Amazon, Netflix (NFLX) and other tech giants have already upended the TV industry. Legacy businesses used to rely on scripted dramas and comedies to draw in audiences every season. But streaming services now offer original programs on demand, largely eliminating the need for people to tune in weekly to a network or cable channel to watch their favorite shows.
That makes live TV, and especially sports, a valuable asset for any company that deals with the medium. People still consider such events appointment viewing.
The regional sports networks were valued last year at about $23 billion by the research firm MoffettNathanson. If Amazon is successful in its bid, the purchase could be its largest acquisition ever, surpassing the $14 billion it spent on Whole Foods last year.
The networks carry professional and non-professional sports for regional markets across the country, including Arizona, Oklahoma, Wisconsin and the Carolinas. The collection also includes the YES Network, which broadcasts Yankees games for the New York City metro region.
Disney (DIS) is picking them up as part of its $71.3 billion deal to buy most of 21st Century Fox (FOXA). It is agreeing to sell the networks to satisfy antitrust concerns from US regulators.
Major sporting events are still largely associated with traditional media channels, including CBS, ABC, NBC, Fox and ESPN. But technology companies have been dabbling in live sports, too.

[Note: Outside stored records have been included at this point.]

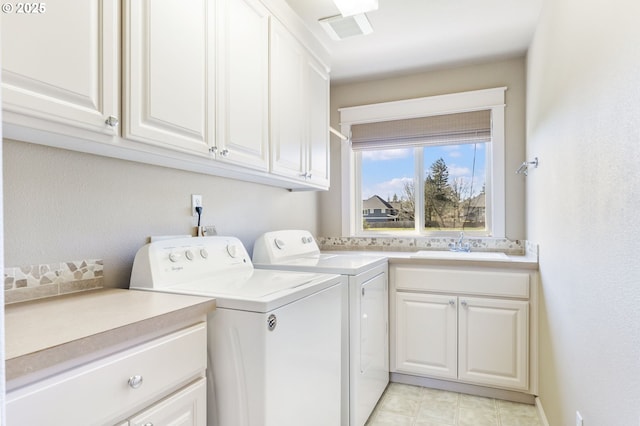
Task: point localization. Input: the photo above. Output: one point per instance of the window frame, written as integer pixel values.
(486, 99)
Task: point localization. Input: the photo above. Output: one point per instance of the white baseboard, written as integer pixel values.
(543, 417)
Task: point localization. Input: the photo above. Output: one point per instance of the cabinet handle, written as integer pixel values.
(135, 381)
(112, 121)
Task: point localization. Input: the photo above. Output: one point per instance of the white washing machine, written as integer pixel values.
(366, 356)
(274, 340)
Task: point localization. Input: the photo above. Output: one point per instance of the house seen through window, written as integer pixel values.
(427, 174)
(453, 188)
(431, 166)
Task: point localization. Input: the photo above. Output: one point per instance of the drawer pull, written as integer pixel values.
(135, 381)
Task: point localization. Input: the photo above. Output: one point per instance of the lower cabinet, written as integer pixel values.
(184, 408)
(473, 334)
(156, 383)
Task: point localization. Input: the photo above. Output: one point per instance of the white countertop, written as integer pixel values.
(50, 334)
(409, 257)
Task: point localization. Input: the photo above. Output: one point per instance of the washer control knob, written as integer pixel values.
(135, 381)
(232, 250)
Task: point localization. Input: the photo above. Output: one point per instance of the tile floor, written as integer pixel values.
(402, 405)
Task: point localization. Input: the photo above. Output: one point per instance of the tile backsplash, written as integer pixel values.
(30, 282)
(381, 243)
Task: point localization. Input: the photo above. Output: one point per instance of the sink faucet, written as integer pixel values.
(460, 246)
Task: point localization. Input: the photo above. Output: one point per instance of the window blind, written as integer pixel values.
(448, 129)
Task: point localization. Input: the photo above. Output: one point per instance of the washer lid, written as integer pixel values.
(257, 290)
(344, 264)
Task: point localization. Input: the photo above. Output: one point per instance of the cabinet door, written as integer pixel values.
(493, 346)
(187, 407)
(318, 146)
(243, 77)
(62, 65)
(426, 334)
(169, 76)
(288, 111)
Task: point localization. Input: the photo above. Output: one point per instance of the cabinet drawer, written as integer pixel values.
(100, 392)
(489, 283)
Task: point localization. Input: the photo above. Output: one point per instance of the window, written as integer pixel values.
(428, 166)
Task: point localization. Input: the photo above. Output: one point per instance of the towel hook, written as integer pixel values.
(524, 167)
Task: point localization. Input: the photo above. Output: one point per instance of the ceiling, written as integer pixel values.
(416, 35)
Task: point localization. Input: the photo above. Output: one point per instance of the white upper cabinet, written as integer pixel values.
(288, 62)
(318, 115)
(243, 84)
(61, 65)
(169, 74)
(232, 88)
(299, 111)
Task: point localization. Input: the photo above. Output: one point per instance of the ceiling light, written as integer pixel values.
(339, 27)
(355, 7)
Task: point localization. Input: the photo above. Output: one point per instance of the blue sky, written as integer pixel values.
(385, 172)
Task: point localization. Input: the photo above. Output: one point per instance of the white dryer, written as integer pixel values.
(366, 361)
(274, 340)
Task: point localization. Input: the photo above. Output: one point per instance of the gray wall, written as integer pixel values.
(583, 121)
(509, 73)
(62, 205)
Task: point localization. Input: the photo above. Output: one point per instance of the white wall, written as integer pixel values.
(62, 205)
(509, 73)
(583, 121)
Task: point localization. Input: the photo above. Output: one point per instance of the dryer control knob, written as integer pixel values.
(232, 250)
(279, 243)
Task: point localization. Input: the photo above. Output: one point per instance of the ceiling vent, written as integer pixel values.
(339, 27)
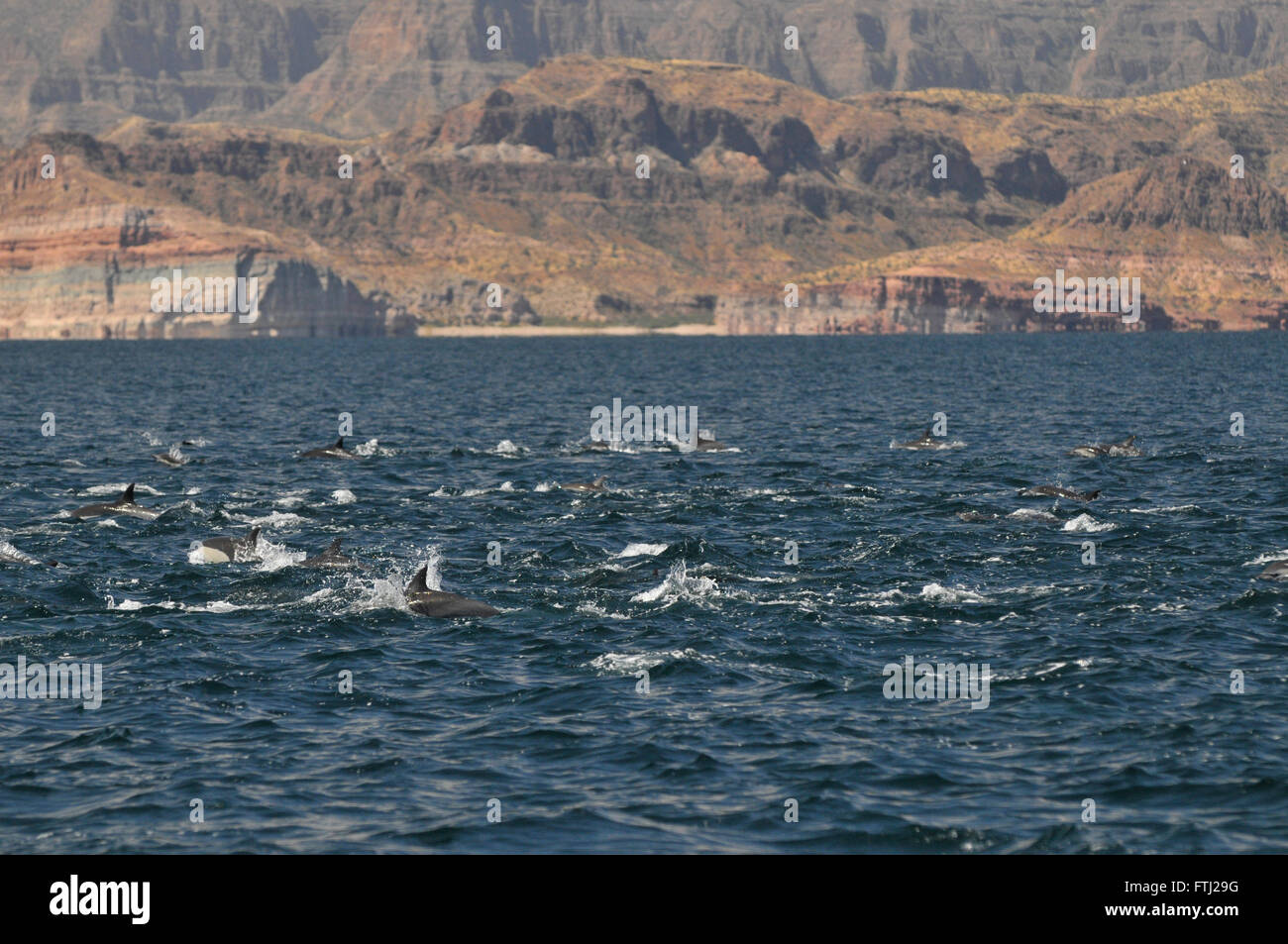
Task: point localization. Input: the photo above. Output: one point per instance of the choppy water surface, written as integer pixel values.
(1109, 682)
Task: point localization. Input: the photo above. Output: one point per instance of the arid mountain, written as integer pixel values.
(362, 67)
(890, 211)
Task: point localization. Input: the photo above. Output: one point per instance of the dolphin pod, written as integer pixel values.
(1126, 447)
(226, 550)
(331, 557)
(437, 603)
(124, 505)
(596, 485)
(333, 451)
(1276, 571)
(1057, 492)
(442, 604)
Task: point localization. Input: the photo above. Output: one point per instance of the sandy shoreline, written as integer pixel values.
(559, 330)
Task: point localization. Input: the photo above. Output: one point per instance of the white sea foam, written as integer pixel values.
(1086, 524)
(638, 550)
(631, 662)
(939, 592)
(679, 586)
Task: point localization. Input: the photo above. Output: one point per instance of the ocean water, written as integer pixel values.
(1108, 682)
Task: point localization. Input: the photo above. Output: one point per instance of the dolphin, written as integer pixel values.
(226, 550)
(436, 603)
(1057, 492)
(1121, 449)
(596, 485)
(121, 506)
(331, 557)
(334, 451)
(171, 459)
(1276, 571)
(923, 442)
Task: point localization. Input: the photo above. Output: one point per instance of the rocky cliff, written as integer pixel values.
(360, 67)
(623, 191)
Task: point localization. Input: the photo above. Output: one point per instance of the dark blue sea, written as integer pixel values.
(1109, 682)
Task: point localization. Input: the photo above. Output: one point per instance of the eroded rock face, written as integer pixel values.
(913, 304)
(754, 183)
(1175, 192)
(359, 67)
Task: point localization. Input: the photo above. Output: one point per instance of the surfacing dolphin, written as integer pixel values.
(331, 557)
(1057, 492)
(171, 459)
(1276, 571)
(923, 442)
(596, 485)
(437, 603)
(121, 506)
(333, 451)
(1122, 449)
(226, 550)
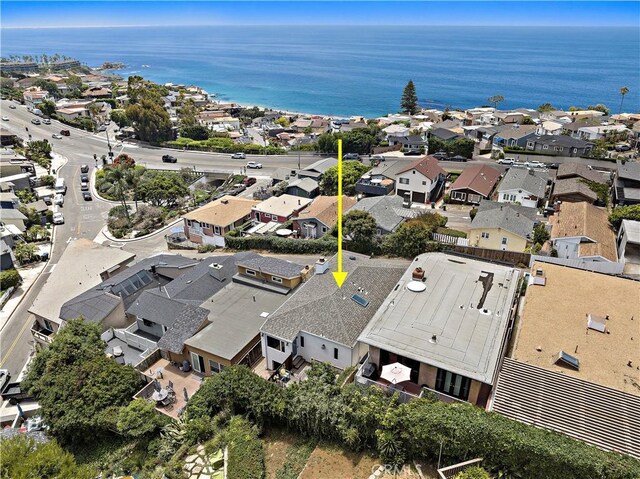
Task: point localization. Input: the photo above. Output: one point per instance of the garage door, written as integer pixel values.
(418, 197)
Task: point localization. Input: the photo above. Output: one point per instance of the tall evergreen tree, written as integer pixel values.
(409, 101)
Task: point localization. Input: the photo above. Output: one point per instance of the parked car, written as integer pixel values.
(58, 218)
(249, 181)
(506, 161)
(534, 164)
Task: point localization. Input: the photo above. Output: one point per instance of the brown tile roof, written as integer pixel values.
(426, 165)
(325, 209)
(479, 178)
(223, 211)
(554, 319)
(584, 219)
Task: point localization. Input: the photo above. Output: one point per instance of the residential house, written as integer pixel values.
(448, 320)
(388, 212)
(303, 187)
(421, 181)
(582, 231)
(316, 169)
(83, 265)
(574, 359)
(500, 226)
(279, 209)
(409, 143)
(34, 96)
(600, 131)
(322, 322)
(524, 186)
(209, 223)
(474, 184)
(628, 242)
(626, 183)
(559, 145)
(319, 217)
(514, 136)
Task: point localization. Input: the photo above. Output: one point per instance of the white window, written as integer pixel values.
(215, 367)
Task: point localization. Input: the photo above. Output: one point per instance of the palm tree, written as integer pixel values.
(623, 91)
(25, 252)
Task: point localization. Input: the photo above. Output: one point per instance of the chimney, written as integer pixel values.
(322, 265)
(215, 271)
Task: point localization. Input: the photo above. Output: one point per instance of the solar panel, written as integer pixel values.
(569, 360)
(360, 300)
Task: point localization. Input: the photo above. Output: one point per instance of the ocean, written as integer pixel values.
(346, 71)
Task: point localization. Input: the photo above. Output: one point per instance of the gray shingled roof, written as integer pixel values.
(531, 181)
(320, 308)
(278, 267)
(383, 209)
(508, 217)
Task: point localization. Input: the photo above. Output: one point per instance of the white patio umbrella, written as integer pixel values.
(396, 373)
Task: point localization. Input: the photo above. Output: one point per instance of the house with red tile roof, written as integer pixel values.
(421, 181)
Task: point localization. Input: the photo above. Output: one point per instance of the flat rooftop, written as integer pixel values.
(554, 319)
(235, 317)
(466, 304)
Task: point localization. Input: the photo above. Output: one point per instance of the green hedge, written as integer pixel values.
(276, 244)
(362, 418)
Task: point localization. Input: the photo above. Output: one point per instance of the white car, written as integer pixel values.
(534, 164)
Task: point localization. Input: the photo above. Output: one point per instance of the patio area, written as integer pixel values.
(167, 374)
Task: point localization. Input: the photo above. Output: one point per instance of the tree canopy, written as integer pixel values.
(352, 170)
(77, 385)
(409, 100)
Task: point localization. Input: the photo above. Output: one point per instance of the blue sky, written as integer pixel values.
(506, 12)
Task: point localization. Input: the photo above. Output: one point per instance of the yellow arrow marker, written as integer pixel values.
(339, 275)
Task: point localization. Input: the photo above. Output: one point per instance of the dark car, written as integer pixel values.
(249, 181)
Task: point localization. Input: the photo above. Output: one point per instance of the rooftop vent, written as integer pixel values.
(322, 265)
(568, 360)
(418, 274)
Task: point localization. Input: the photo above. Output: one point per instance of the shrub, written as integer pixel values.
(9, 278)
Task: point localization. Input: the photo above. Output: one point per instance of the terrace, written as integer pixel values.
(185, 384)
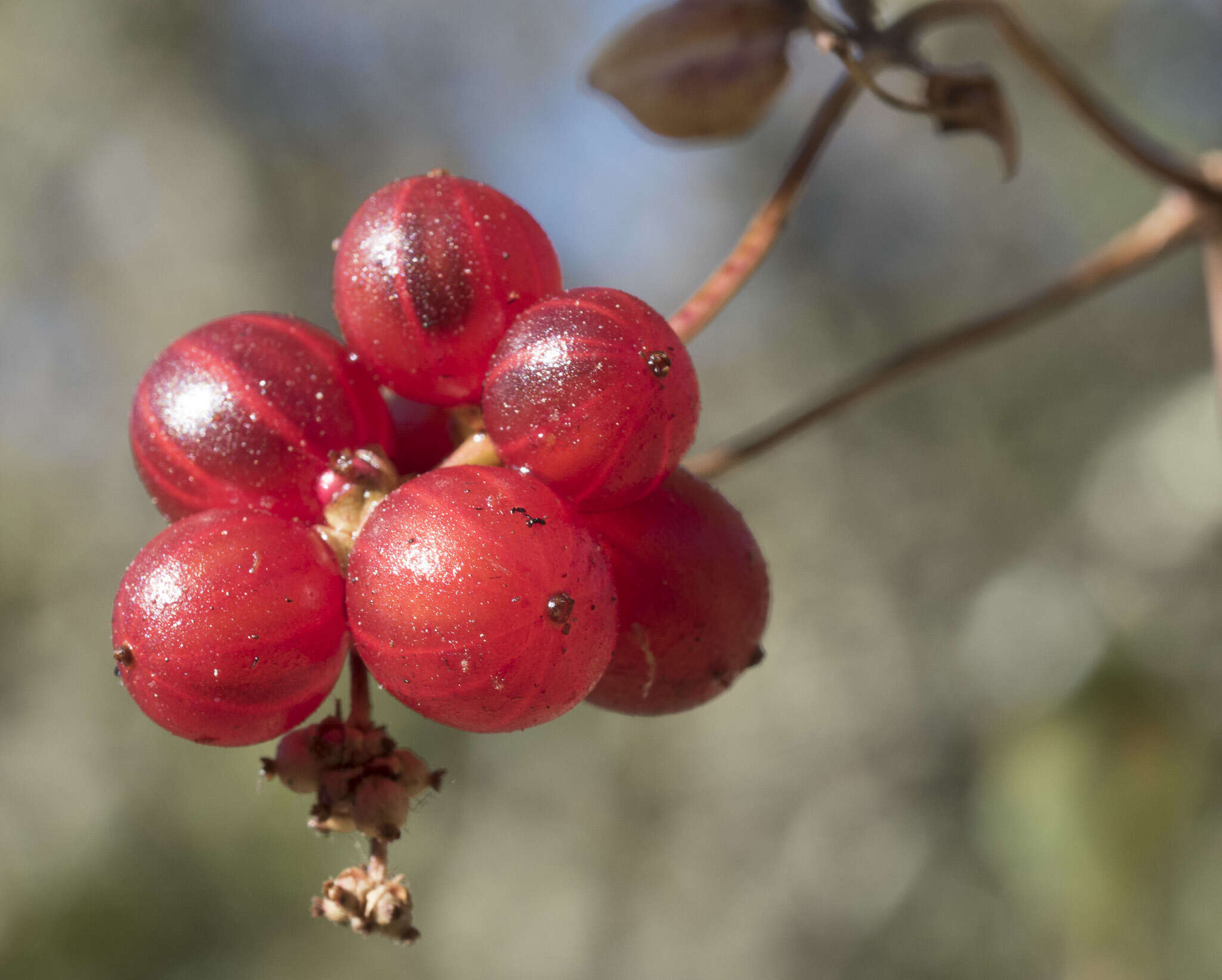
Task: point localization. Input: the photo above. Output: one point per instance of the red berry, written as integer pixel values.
(693, 598)
(245, 411)
(422, 435)
(229, 627)
(594, 394)
(476, 600)
(430, 271)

Facebook (FB), for example, retained the exclusive rights to stream a couple dozen Major League Baseball games last season. And Amazon spent $50 million last year to nab the rights to stream Thursday night National Football League games for the season. Twitter (TWTR) has also streamed events.
Prime membership in the US is slowing down, according to an October report from the firm Consumer Intelligence Research Partners. But access to sports could be enough to draw in new members who aren’t already attracted to the service’s free shipping or entertainment programs.
Ownership of the regional sports networks would be more complicated than obtaining the rights to stream a sport.
Right now, for example, the networks up for sale are owned and operated by Fox, which cuts deals with teams in each region for the right to broadcast local games. Fox makes money by licensing the networks to cable and satellite providers.
Amazon couldn’t exclusively stream games for local audiences on its Prime Video service just yet. The company would have to offer the channels to cable and satellite companies at least until current contracts expire.
That’s not necessarily a bad thing, said Jay Rosenstein, a former CBS Sports executive and current adjunct professor at New York University’s Tisch Center for Sports Management.
“They can keep the linear deals with the Comcasts and the Charters and the other cable companies and DirecTV and all the rest at the same time that they’re fine-tuning the streaming model,” he said.
And if Amazon is serious about sports, owning the networks could give the company the clout and experience it needs to make a serious run at other linear TV properties in the future, Rosenstein added. Many of the most coveted national contracts, including those for football and basketball, will come up for renewal in the next several years.
“It gives Amazon a real seat at the table,” Rosenstein told CNN Business. “You’ve got some interesting opportunities for them to learn more and to be a part of the conversation with each of the major leagues, and that would be something that I think would be of some value to them.”
There are some concerns. Tech companies have stumbled with some live sports ventures. YouTube TV temporarily lost service during a World Cup game this summer, And Amazon’s Prime Video customers in the UK complained about the quality of the company’s Wimbledon coverage this year, which Amazon offered on its streaming service in the country.
If Amazon buys the regional sports networks and eventually plans to stream coverage, Rosenstein said, fans likely wouldn’t give the company a lot of room for error.
“That local audience is far more passionate,” he added. “It would be a real maelstrom if there were screw-ups in the ability of local viewers to be able to see their local teams in the way they are accustomed.”
The fact that the audience is smaller than the one watching games on a national broadcast might mitigate those problems, though. In a blog post last month, BTIG Research analyst Rich Greenfield wrote that the regional networks make sense for tech companies that want to invest in sports because local audiences would be easier to handle from a bandwidth standpoint.
Regional and local channels are also attractive because of how avid the fanbases are, Greenfield added.
“Diehard fans will find/seek out the content,” he wrote. “If you are watching YES Network nightly to watch the Yankees, you will seek it out on Amazon. Sports is tribal, especially on a local team basis.”